Optimalisasi Layanan Kesehatan Daerah


Salah satu layanan masyarakat yang tidak boleh berhenti adalah layanan kesehatan di samping layanan keamanan dan lalu lintas. Layanan kesehatan ini dilaksanakan oleh RSU pemerintah/swasta, klinik, Puskesmas, bidan desa dan praktek pribadi dokter/bidan. Baik layanan kesehatan pemerintah maupun swasta wajib bekerjasama dengan BPJS Kesehatan.

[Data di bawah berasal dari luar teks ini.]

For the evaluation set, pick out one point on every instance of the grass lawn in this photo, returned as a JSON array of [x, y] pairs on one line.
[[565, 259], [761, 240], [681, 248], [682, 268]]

Puskesmas dan bidan desa di bawah koordinasi Dinas Kesehatan Daerah. Sedangkan RSUD berdiri sendiri. Keduanya di bawah Pemerintah Daerah. Secara teknis Dinas Kesehatan dan RSUD di bawah koordinasi Kementerian Kesehatan. Sebagian dari tugas utama Kementerian Kesehatan adalah perumusan kebijakan kesehatan masyarakat, koordinasi dan dukungan ke seluruh organisasi kesehatan, manajemen peralatan kesehatan, penelitian dan pengembangan, pengembangan dan pengelolaan tenaga kesehatan, supervisi dan pengawasan serta dukungan substantif kepada seluruh unsur organisasi di lingkungan Kementerian Kesehatan.

Sejak era otonomi daerah maka rentang kendali dan tingkat koordinasi antara Kementerin Kesehatan dengan Dinas Kesehatan serta RSUD mulai melemah. Kementerian Kesehatan tidak punya struktur vertikal di daerah. RSUD dan Puskesmas dibiayai oleh Pemerintah Daerah. Hanya ada beberapa sumber dana DAK yang tingkat kebutuhannya belum tentu sesuai dengan skala prioritas yang sesungguhnya dibutuhkan di lapangan. Hal ini bisa kita lihat dengan  maraknya perobatan masyarakat daerah ke rumah sakit perkotaan terutama swasta pada beberapa penyakit tertentu. Hal ini tentu tidak sejalan dengan semangat efektifitas dan efisiensi karena sebagian di antara mereka adalah masyarakat tidak mampu yang seharusnya bisa menuntaskan perobatannya di layanan kesehatan di daerahnya. Oleh karena itu perlu dilakukan optimalisasi layanan kesehatan di daerah dengan dukungan penuh dari Kementerian Kesehatan pada beberapa sektor yang tentunya didukung dengan pendanaan.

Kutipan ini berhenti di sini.